- Court: Oregon Court of Appeals
- Area(s) of Law: Constitutional Law
- Date Filed: 02-19-2015
- Case #: A151805
- Judge(s)/Court Below: Sercombe, P.J. for the Court; Hadlock, J., & Tookey, J.
- Full Text Opinion
Defendant appeals a conviction of delivery of methamphetamine, assigning error to the trial court’s denial of his motion to suppress evidence. The facts are as follows: Defendant was driving late at night, an officer stopped defendant’s car after observing a traffic violation, and, in the course of the stop, discovered that defendant was driving with a suspended license and that defendant’s passenger resembled a suspect in an unsolved identity theft. Ultimately, the officer, who was joined by another officer, could not find any information about the identity theft. The officer drafted a citation for the traffic violation but instead of giving the citation to defendant the officers stood on either side of the stopped car, directed defendant and the passenger to get out of the car to switch places, and asked defendant and the passenger each to consent to a pat down search. Defendant gave consent, and the search revealed brass knuckles, leading to defendant’s arrest for felon in possession of a restricted weapon, a search of his car, and, ultimately, after a warrant was obtained, a search of a bag. First, defendant argued that the officer unlawfully extended the stop when, instead of processing and issuing the citation, he investigated the identity theft case.

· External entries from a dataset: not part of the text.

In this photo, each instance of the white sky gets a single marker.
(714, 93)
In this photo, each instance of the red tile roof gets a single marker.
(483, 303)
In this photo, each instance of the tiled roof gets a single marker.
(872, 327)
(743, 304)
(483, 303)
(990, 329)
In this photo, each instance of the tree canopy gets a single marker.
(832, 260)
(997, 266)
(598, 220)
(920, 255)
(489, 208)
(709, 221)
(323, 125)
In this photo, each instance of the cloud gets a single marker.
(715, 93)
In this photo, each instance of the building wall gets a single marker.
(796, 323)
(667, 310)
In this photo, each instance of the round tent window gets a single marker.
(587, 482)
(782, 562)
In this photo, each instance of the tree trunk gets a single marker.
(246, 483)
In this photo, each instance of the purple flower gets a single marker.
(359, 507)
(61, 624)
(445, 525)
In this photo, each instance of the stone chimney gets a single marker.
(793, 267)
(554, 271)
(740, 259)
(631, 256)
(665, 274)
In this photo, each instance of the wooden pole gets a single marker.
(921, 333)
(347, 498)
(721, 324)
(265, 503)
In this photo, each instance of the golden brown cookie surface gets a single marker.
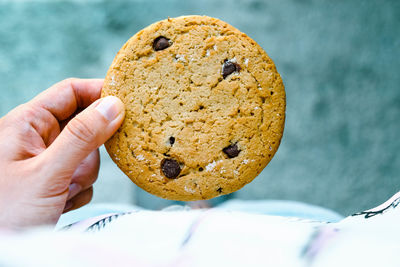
(205, 108)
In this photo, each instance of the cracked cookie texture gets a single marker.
(205, 108)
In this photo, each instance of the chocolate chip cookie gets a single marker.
(205, 108)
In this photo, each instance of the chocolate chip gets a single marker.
(231, 151)
(172, 140)
(170, 168)
(160, 43)
(229, 67)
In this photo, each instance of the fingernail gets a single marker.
(74, 189)
(68, 205)
(109, 107)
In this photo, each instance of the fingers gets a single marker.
(79, 200)
(85, 175)
(63, 98)
(82, 135)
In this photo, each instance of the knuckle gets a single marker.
(80, 130)
(88, 195)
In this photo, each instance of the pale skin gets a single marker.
(49, 155)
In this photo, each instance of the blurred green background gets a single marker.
(339, 60)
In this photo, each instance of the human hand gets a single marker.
(49, 157)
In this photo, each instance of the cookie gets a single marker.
(205, 108)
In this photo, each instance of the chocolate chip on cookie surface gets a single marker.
(205, 108)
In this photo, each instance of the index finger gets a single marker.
(65, 97)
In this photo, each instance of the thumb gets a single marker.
(86, 132)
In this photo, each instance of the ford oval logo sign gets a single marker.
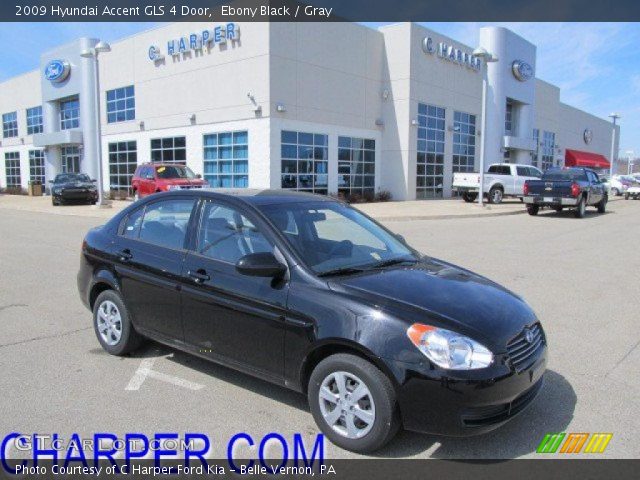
(57, 70)
(522, 70)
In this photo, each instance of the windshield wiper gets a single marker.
(393, 261)
(341, 271)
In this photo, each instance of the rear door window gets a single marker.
(165, 222)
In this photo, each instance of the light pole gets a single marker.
(485, 58)
(629, 163)
(614, 117)
(100, 47)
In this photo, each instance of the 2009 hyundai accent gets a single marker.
(309, 293)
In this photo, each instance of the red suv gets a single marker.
(160, 177)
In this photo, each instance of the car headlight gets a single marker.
(449, 349)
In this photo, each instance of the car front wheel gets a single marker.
(112, 324)
(353, 403)
(495, 195)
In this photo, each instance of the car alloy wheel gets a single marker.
(109, 322)
(347, 405)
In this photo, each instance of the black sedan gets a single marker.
(75, 187)
(309, 293)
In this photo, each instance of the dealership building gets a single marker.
(323, 107)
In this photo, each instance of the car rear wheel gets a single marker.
(602, 204)
(112, 324)
(495, 195)
(580, 208)
(469, 197)
(353, 403)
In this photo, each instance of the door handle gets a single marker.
(125, 255)
(199, 276)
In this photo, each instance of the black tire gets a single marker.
(580, 208)
(602, 204)
(387, 418)
(469, 197)
(129, 340)
(495, 195)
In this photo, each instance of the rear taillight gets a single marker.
(575, 189)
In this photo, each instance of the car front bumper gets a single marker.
(76, 195)
(551, 201)
(464, 403)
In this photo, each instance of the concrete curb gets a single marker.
(446, 216)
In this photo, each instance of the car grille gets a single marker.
(522, 351)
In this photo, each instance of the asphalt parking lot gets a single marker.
(580, 276)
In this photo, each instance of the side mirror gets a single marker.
(263, 264)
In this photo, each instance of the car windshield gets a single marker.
(174, 171)
(568, 175)
(71, 177)
(333, 238)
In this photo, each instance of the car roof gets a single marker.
(253, 196)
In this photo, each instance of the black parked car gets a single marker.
(311, 294)
(560, 188)
(77, 187)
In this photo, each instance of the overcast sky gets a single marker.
(596, 65)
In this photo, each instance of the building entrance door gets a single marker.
(70, 159)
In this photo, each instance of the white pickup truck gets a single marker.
(500, 180)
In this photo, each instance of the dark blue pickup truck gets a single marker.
(560, 188)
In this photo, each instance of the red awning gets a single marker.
(576, 158)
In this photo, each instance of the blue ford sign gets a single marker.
(57, 70)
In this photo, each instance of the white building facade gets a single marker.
(324, 107)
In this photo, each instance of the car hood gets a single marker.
(183, 181)
(449, 297)
(74, 185)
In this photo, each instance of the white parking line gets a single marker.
(144, 371)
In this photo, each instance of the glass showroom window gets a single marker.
(430, 156)
(226, 159)
(34, 120)
(169, 150)
(10, 124)
(508, 117)
(464, 142)
(304, 161)
(12, 169)
(70, 159)
(536, 152)
(123, 160)
(36, 166)
(121, 104)
(356, 165)
(548, 149)
(69, 114)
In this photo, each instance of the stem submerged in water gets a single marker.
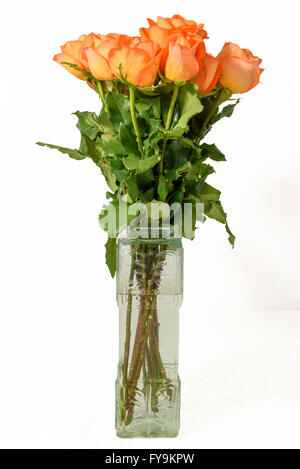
(147, 267)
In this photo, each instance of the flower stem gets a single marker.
(128, 319)
(101, 93)
(168, 124)
(134, 121)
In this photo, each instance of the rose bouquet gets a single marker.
(161, 93)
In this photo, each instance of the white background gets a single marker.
(240, 321)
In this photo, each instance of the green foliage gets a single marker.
(173, 164)
(212, 152)
(111, 255)
(133, 162)
(77, 155)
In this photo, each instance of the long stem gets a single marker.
(168, 124)
(128, 319)
(134, 121)
(101, 93)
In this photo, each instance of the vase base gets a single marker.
(146, 422)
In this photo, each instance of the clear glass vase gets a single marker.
(149, 295)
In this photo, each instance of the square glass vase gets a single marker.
(149, 295)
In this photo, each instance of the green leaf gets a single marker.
(111, 255)
(133, 188)
(88, 124)
(118, 110)
(109, 176)
(212, 152)
(132, 162)
(105, 124)
(209, 193)
(199, 169)
(227, 111)
(145, 179)
(144, 105)
(113, 147)
(162, 188)
(177, 154)
(202, 191)
(77, 155)
(175, 173)
(147, 196)
(215, 211)
(93, 149)
(165, 106)
(128, 139)
(190, 104)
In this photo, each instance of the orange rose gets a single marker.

Defendant argued that the officer knew that the defendant was not involved in the identity theft and thus lacked reasonable suspicion. The state responded that the officer had reasonable suspicion and Art. 1 Sec. 9 allows an officer to temporarily shift from investigating a driver’s traffic infraction to investigating a passenger’s criminal activity, when the officer has reasonable suspicion of criminal activity as to the passenger but not the driver. The court held that even if the officers lawfully extended the stop to investigate the passenger’s involvement in the identity theft, once that investigation ended and the officers were prepared to give defendant his citation, there was no basis for their continued seizure of defendant. Next, defendant argued that the unlawful conduct tainted the officers’ discovery of the subsequent evidence. The court held that because the state has not shown, under the totality of the circumstances, that defendant’s consent to search was only tenuously related to that misconduct, the illegality tainted that consent search and the subsequent searches of the car and the bag found therein. Reversed and remanded as to count 1 otherwise affirmed.